Berdasarkan studi literatur dari Art Research International: A Transdisciplinary Journal yang digagas Wang (2017) disebutkan bahwa ada tiga keluarga inti yang membentuk kerangka klasifikasi keseluruhan, yatu penelitian tentang seni, seni sebagai penelitian, dan seni dalam penelitian. Dalam hal ini, keluarga digunakan untuk mendeskripsikan bagaimana seni dan penelitian dapat saling berhubungan. Selain itu, masing- masing keluarga ini memiliki seperangkat karakteristik khusus dalam hal sifatnya, identitas utama seniman-peneliti, fungsi komponen artistik, bagaimana kaitannya dengan bagian penelitian proyek, dan apa perspektif utama seniman-peneliti. Berikut digambarkan perbandingan antara penelitian tentang seni, khususnya seni sebagai penelitian dan seni dalam penelitian (Tabel 1).

Berdasarkan tabel tersebut, penelitian yang penulis lakukan termasuk ke dalam Art  in  research. Dalam hal ini, seni dipakai sebagai sarana untuk mencapai tujuan penelitian dan menggunakan bentuk-bentuk artistik yang mendukung penyelidikan kualitatif. Penulis menggunakan seni dalam penelitian dan seni secara aktif diterapkan sebagai sebuah proses kreatif dalam satu atau lebih fase proses penelitian. Hal itu diperkuat oleh pandangan Mustaqim (2013) yang menyatakan bahwa paradigma penyelidikan artistik diilustrasikan dengan peranan praktisi sebagai peneliti yang subjektivitas, keterlibatan,  dan  reflektivitasnya  itu diakui dan bahwa pengetahuan harus dinegosiasikan, hasil dari inter-subjektivitas, terikat dengan konteks, dan merupakan konstruksi personal.

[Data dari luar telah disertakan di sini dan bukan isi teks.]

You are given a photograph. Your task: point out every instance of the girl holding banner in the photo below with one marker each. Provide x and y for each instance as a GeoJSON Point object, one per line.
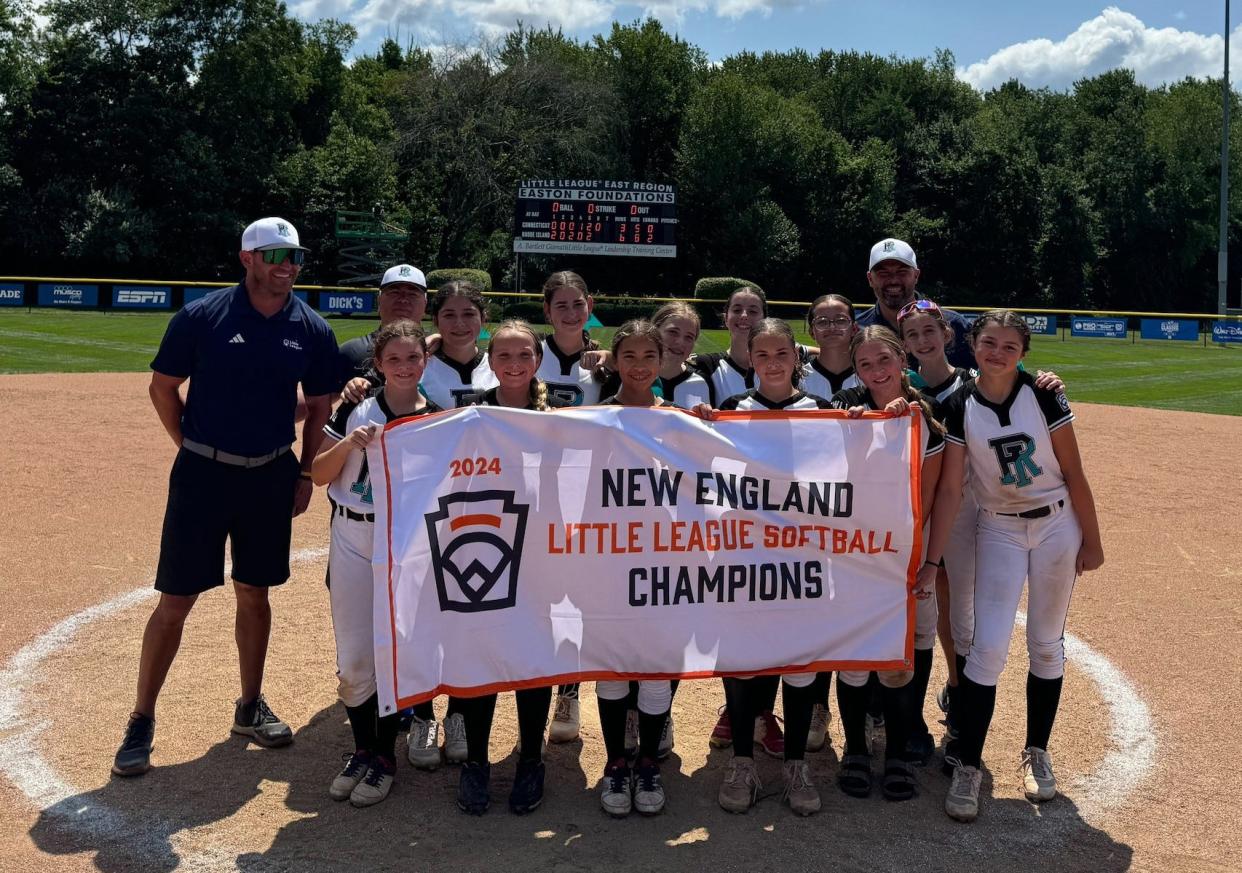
{"type": "Point", "coordinates": [879, 361]}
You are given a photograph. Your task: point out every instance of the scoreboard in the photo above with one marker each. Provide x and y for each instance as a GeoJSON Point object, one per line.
{"type": "Point", "coordinates": [575, 216]}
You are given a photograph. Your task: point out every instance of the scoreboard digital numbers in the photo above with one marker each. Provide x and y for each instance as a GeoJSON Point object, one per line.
{"type": "Point", "coordinates": [575, 216]}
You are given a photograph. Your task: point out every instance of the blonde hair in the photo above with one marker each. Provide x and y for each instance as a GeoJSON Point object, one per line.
{"type": "Point", "coordinates": [538, 389]}
{"type": "Point", "coordinates": [878, 333]}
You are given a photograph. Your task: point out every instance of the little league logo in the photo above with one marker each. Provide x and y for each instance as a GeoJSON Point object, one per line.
{"type": "Point", "coordinates": [476, 550]}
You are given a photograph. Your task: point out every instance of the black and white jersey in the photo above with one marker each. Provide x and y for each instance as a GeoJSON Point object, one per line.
{"type": "Point", "coordinates": [824, 383]}
{"type": "Point", "coordinates": [933, 442]}
{"type": "Point", "coordinates": [565, 378]}
{"type": "Point", "coordinates": [446, 383]}
{"type": "Point", "coordinates": [752, 401]}
{"type": "Point", "coordinates": [687, 390]}
{"type": "Point", "coordinates": [959, 376]}
{"type": "Point", "coordinates": [353, 486]}
{"type": "Point", "coordinates": [1009, 445]}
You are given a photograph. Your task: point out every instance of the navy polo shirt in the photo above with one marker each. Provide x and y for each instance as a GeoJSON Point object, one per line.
{"type": "Point", "coordinates": [244, 369]}
{"type": "Point", "coordinates": [959, 355]}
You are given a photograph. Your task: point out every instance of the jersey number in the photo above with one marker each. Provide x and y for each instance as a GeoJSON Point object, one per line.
{"type": "Point", "coordinates": [1015, 453]}
{"type": "Point", "coordinates": [362, 486]}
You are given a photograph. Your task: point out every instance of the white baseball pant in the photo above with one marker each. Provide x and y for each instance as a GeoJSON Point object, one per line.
{"type": "Point", "coordinates": [1011, 551]}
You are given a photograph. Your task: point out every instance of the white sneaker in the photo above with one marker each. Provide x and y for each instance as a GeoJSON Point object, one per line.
{"type": "Point", "coordinates": [666, 739]}
{"type": "Point", "coordinates": [961, 802]}
{"type": "Point", "coordinates": [631, 733]}
{"type": "Point", "coordinates": [455, 739]}
{"type": "Point", "coordinates": [817, 737]}
{"type": "Point", "coordinates": [1037, 779]}
{"type": "Point", "coordinates": [565, 720]}
{"type": "Point", "coordinates": [424, 744]}
{"type": "Point", "coordinates": [353, 773]}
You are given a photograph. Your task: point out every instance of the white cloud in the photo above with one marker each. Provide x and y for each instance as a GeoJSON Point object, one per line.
{"type": "Point", "coordinates": [1113, 39]}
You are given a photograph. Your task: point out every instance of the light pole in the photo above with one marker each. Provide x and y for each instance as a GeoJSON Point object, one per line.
{"type": "Point", "coordinates": [1222, 257]}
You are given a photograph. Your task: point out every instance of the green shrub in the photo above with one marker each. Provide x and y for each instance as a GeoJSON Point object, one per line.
{"type": "Point", "coordinates": [478, 277]}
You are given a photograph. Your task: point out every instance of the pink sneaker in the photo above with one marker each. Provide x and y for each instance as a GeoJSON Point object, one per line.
{"type": "Point", "coordinates": [722, 734]}
{"type": "Point", "coordinates": [769, 737]}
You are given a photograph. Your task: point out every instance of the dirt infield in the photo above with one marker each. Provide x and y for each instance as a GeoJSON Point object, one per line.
{"type": "Point", "coordinates": [1144, 745]}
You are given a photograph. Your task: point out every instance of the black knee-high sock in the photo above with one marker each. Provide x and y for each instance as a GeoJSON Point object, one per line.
{"type": "Point", "coordinates": [612, 727]}
{"type": "Point", "coordinates": [533, 704]}
{"type": "Point", "coordinates": [919, 691]}
{"type": "Point", "coordinates": [799, 703]}
{"type": "Point", "coordinates": [974, 705]}
{"type": "Point", "coordinates": [650, 728]}
{"type": "Point", "coordinates": [822, 688]}
{"type": "Point", "coordinates": [765, 693]}
{"type": "Point", "coordinates": [899, 707]}
{"type": "Point", "coordinates": [1042, 699]}
{"type": "Point", "coordinates": [386, 729]}
{"type": "Point", "coordinates": [739, 699]}
{"type": "Point", "coordinates": [852, 708]}
{"type": "Point", "coordinates": [477, 713]}
{"type": "Point", "coordinates": [362, 723]}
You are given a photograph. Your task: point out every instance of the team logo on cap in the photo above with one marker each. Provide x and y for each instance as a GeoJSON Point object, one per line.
{"type": "Point", "coordinates": [476, 550]}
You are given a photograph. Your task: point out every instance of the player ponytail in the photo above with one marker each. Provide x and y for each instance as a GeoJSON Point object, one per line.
{"type": "Point", "coordinates": [778, 327]}
{"type": "Point", "coordinates": [878, 333]}
{"type": "Point", "coordinates": [538, 391]}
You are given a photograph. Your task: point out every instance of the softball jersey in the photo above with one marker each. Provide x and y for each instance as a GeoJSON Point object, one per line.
{"type": "Point", "coordinates": [565, 378]}
{"type": "Point", "coordinates": [1009, 445]}
{"type": "Point", "coordinates": [822, 383]}
{"type": "Point", "coordinates": [446, 383]}
{"type": "Point", "coordinates": [352, 488]}
{"type": "Point", "coordinates": [686, 390]}
{"type": "Point", "coordinates": [752, 401]}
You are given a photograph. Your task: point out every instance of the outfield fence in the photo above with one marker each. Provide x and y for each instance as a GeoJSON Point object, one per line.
{"type": "Point", "coordinates": [107, 294]}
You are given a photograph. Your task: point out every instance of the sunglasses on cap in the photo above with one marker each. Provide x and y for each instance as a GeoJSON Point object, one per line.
{"type": "Point", "coordinates": [280, 255]}
{"type": "Point", "coordinates": [917, 307]}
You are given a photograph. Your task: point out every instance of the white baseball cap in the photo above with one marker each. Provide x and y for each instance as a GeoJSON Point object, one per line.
{"type": "Point", "coordinates": [270, 234]}
{"type": "Point", "coordinates": [892, 250]}
{"type": "Point", "coordinates": [404, 272]}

Lebih lanjut dijelaskan bahwa objek visual telah menghabiskan banyak energi fisik dan emosional dalam melihatnya dan pastinya hal itu memainkan peran sentral dalam budaya abad ini. Oleh karena itu, disarankan agar tugas meneliti dapat menjadi bagian dari kebutuhan pengalaman, untuk menginspirasi, atau untuk membangun sebuah profesi secara kolektif.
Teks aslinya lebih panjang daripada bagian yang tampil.